• C++ Programming for Financial Engineering
    Highly recommended by thousands of MFE students. Covers essential C++ topics with applications to financial engineering. Learn more Join!
    Python for Finance with Intro to Data Science
    Gain practical understanding of Python to read, understand, and write professional Python code for your first day on the job. Learn more Join!
    An Intuition-Based Options Primer for FE
    Ideal for entry level positions interviews and graduate studies, specializing in options trading arbitrage and options valuation models. Learn more Join!

Databases and SQL- where to start?

roni

Cornell FE
Joined
3/19/09
Messages
608
Points
38
Hello,

I'm a complete novice with everything related to databases, so if some of the things I say sound stupid, I apologize.
All right, I think I would like to get a grip on databases areas that might be helpful in several positions in quant finance.
Which major topics would you recommend me to learn? I went over the database books on Amazon and there are many different books. Here are some of the books I found:

1) Apress_Beginning_Database_Design_From_Novice_to_Professional
Beginning- Databas Design Solutions, Wrox

2) Relational Database Design and Implementation, Third Edition

3) Learning SQL Alan Beaulieu
SQL Cookbook
Head First SQL: Your Brain on SQL -- A Learner's Guide by Lynn Beighley

4) Data Analysis Using SQL and Excel

I'm not trying to be an expert with SQL and databases. I would like to learn to use databases or to program with databases effectively. I think picking a book from category #3 is going to be sufficient, isn't it?

I saw Tsotne's thread but didn't want to hijack his thread :\

Thanks in advance.

Roni.
 
I use SQL on a daily basis and actually can make it do some fairly nifty tricks. (I recently implemented some needed functionality for our production software via script that our development staff considered "too hard" to build into the UI proper.) But I've never "learned" it in any formal sense--either with a course or a book--and I think a lot of its users would say the same. To me, that's a testament to how well it's conceived.

If you're feeling ambitious, MySQL is free and, if you can find a project for yourself that's suitable, you could conceivably download it along with their Workbench tool and get a sense of what it can do that way. If you're feeling even more ambitious, there is a connector available that allows you to work with a MySQL database directly from C++.
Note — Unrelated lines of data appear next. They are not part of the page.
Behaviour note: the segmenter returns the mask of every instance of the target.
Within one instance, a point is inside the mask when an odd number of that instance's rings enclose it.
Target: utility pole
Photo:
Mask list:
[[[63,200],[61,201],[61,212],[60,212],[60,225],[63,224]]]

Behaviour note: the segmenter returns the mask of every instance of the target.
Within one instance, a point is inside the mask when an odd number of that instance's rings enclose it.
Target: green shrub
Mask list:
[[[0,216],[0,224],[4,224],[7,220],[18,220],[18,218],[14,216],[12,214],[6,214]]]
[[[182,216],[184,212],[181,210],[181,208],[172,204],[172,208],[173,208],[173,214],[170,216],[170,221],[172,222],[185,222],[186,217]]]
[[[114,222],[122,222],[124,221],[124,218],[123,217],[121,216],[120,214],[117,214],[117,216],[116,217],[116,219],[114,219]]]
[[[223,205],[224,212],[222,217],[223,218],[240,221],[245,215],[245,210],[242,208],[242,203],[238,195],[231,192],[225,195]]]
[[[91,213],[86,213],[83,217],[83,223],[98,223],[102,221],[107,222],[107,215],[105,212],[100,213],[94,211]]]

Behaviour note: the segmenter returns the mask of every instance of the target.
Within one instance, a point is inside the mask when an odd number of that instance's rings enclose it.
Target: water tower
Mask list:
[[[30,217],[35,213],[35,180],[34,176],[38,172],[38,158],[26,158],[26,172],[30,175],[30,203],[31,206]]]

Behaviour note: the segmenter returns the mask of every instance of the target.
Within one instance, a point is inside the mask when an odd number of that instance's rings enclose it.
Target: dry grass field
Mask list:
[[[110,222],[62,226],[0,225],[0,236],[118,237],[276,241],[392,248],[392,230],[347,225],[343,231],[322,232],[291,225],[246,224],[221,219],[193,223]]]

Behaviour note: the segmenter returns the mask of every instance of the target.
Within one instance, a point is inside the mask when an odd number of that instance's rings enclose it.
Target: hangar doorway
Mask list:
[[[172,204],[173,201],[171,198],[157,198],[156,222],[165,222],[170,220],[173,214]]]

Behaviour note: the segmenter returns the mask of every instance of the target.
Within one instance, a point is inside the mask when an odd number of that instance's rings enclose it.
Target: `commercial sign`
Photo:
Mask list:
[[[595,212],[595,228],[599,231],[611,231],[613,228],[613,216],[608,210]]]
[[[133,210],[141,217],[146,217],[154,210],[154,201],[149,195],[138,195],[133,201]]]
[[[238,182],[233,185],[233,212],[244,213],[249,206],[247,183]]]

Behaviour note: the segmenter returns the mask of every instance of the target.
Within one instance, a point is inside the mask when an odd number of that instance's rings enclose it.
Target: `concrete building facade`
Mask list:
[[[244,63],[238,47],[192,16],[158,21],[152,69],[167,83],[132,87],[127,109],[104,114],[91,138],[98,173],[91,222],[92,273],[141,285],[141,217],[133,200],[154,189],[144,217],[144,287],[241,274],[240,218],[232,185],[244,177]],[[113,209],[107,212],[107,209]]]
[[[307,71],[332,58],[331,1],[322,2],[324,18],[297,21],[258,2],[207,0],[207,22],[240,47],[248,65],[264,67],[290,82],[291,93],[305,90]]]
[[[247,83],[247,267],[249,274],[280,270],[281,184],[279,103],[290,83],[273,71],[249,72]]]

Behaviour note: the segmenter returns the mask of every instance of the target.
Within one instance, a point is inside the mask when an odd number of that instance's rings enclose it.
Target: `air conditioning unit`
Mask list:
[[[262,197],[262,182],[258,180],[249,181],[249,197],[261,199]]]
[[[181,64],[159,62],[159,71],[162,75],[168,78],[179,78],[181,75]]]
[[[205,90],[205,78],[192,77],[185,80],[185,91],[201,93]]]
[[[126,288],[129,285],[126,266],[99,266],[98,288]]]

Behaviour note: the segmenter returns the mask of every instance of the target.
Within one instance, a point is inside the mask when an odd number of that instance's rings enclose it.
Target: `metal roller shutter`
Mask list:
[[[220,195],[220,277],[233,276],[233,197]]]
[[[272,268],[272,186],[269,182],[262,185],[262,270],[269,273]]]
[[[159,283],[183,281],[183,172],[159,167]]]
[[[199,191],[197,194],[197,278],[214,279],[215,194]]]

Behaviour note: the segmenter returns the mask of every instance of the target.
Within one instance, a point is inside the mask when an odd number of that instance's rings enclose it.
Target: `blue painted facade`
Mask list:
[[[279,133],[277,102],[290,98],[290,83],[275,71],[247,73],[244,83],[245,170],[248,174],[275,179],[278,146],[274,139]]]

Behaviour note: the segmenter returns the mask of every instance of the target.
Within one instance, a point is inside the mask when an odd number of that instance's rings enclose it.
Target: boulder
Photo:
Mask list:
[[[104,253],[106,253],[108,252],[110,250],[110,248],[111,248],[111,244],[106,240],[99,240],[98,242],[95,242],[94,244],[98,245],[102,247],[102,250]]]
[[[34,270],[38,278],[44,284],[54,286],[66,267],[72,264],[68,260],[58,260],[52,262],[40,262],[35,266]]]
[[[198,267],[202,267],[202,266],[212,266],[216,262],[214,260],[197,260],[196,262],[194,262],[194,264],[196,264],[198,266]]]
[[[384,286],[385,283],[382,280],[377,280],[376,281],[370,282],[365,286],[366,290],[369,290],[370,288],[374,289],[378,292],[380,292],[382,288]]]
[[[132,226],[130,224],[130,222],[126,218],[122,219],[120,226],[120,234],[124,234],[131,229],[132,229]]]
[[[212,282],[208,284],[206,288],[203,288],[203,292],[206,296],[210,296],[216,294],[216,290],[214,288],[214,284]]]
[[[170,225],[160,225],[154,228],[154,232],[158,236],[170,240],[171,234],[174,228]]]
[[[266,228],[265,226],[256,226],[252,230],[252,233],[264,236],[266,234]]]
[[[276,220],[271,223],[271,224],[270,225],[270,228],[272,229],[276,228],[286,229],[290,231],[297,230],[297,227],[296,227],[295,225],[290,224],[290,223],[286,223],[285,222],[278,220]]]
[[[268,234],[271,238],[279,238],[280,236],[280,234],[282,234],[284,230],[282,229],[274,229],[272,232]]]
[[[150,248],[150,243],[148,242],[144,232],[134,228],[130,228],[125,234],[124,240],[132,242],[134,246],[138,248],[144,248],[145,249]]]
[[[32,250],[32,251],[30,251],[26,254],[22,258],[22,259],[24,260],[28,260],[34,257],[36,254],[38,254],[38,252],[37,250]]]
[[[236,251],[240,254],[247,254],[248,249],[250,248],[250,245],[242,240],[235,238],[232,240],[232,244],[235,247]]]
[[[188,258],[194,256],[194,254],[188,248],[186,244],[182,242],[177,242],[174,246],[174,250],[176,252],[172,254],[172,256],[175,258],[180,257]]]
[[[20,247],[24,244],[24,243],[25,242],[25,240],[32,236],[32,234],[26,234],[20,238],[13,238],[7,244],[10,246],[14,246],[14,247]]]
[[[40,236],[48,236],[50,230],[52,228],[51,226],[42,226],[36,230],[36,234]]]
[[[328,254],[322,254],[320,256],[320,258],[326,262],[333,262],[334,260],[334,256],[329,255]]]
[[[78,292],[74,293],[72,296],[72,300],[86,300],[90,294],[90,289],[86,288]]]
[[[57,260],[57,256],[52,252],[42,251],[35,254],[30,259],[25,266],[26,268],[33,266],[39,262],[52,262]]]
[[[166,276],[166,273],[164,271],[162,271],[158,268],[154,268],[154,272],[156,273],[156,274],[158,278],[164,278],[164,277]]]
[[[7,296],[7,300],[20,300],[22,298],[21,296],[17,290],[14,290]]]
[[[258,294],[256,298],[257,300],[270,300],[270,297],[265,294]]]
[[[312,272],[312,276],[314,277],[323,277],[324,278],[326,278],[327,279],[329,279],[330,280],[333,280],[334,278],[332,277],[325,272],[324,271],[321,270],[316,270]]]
With that said, I would not advise trying this if you're a Mac user. At least in my experience, the MySQL offering for Mac is at best unreliable, and as far as I can tell in many ways just flat does not work as advertised.
 
If you just want to learn SQL syntax, in order to interact with existing databases, then "Learning SQL" book should serve you great. As far as choice of software to be used while learning concerned, I'd recommend SQLite (http://www.sqlite.org/) - all of Linux/Windows/Mac supported, database is in a plain single file (so no hassle to setup server etc.), simple and nice command line tool exists to execute SQL statements, programming APIs are available for number of programming languages, and all of the basic SQL syntax is supported.

If you're up to learning about database design, then things are more complicated. There exist number of books, starting from "Database Design for Mere Mortals" type of books (this one is actually often recommended as good started for learning about basics of database design), up to heavily theoretic classic from computer science curricula: " An Introduction to Database Systems" by C. J. Date. So it all depends on your interests and the level of proficiency you want to achieve here.
 
As far as choice of software to be used while learning concerned, I'd recommend SQLite (http://www.sqlite.org/) - all of Linux/Windows/Mac supported, database is in a plain single file (so no hassle to setup server etc.), simple and nice command line tool exists to execute SQL statements, programming APIs are available for number of programming languages, and all of the basic SQL syntax is supported..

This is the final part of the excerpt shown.